Terrance Denby takes an unusual route to work one day and finds himself in an enchanted forest where winged fairies give him a sword and tell him, "Your journey is about to begin. Learn to use this sword or perish."
Terrance doesn't have time to go on a magical quest: he's late for his job as a computer programmer. But when he gets to work, he suddenly notices things he hadn't seen before. Like the fact that his boss is a demon with scaly skin, horns, and bloodstained fangs. Or that an "unnamed thing below" feasts on human victims in an arena filled with people absorbed in their cell phones.
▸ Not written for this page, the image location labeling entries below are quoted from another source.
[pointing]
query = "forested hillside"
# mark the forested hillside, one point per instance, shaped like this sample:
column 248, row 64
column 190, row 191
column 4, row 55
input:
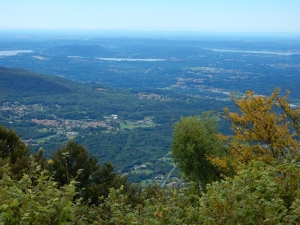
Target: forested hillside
column 125, row 127
column 249, row 177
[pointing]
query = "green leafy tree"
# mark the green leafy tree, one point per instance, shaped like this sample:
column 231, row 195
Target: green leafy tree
column 258, row 194
column 74, row 162
column 13, row 151
column 23, row 202
column 193, row 140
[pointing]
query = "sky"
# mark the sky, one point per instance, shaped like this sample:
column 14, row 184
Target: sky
column 152, row 15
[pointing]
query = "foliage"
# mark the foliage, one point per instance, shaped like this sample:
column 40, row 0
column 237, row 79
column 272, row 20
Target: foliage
column 258, row 194
column 43, row 203
column 93, row 180
column 265, row 128
column 14, row 151
column 193, row 140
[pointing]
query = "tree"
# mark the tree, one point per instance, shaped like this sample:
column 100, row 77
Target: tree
column 258, row 194
column 265, row 128
column 74, row 162
column 13, row 151
column 194, row 140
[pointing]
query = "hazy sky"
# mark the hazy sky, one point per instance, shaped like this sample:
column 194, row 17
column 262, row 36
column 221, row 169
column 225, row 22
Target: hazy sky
column 153, row 15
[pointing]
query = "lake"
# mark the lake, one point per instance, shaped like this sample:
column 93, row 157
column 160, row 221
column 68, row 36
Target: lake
column 131, row 60
column 255, row 52
column 13, row 52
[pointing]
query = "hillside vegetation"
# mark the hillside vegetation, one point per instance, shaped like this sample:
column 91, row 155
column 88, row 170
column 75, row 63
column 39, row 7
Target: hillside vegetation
column 258, row 176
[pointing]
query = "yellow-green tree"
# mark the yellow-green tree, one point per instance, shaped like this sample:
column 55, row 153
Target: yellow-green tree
column 193, row 140
column 265, row 128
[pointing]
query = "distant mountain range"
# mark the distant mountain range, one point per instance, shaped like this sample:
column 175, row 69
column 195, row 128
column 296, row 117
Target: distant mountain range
column 21, row 82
Set up on a blind date with a perky blonde named Shannon, Terrance finds that she is wearing a full suit of armor complete with a helmet and sword. "I'm a Sister of Torment," she explains. "We're a group of women who serve the Darkness." Terrance can't help wondering how such a nice, attractive girl ended up beheading people with an ax.
But their budding romance is complicated when Terrance is recruited by The Infinite, a shadowy group that is at war with the Sisters of Torment and their demonic overlords. Will Terrance join them? Or will he try to return to his old life and forget the evidence of his now-awakened senses? Faeries, elves, warriors, mermaids, and his dark-souled girlfriend will help him decide.
If JRR Tolkien and Mike Judge got drunk and wrote a book together with the sole purpose of making it epix\c, it might be Sidequest. With cleverly written dialog and dry humor set against a fantastical, apocalyptic backdrop, Sidequest reads like an episode of Silicon Valley that cross bred with Lord of the Rings.
A hilarious, fun and exciting ride, Sidequest possesses a wry hilarity, lovable characters and a plot that starts mundane and turns gargantuan in its scope.
I'm not one who is into typically geeky things, but I geeked out when I read Sidequest. It possesses a love for and sense of humor about its subject matter reminiscent of Ready Player One.
It's like Office Space meets World of Warcraft, and it's a total blast.
It's a thrill to find a book that both makes you laugh out loud and grips you with its pacing. Sidequest doesn't let up and it takes you on a sprawling adventure from the office of guy who writes computer code to the apocalypse. Fleming tells a tale that is witty, out of its mind while at the same time deep. There is a meaning behind the madness and it is a blast to watch it unravel.
-Ethan Nicolle (Axe Cop, Bearmageddon)
"Starts off in a world much like our own, where the woman in HR sets you up for a date with a demon slayer, and the boss holds human sacrifices in the basement. And then it gets weird."
-- Michael Z. Williamson
"Frank Fleming's writing is a delight and kept me sane through some pretty dark times. Read. Enjoy."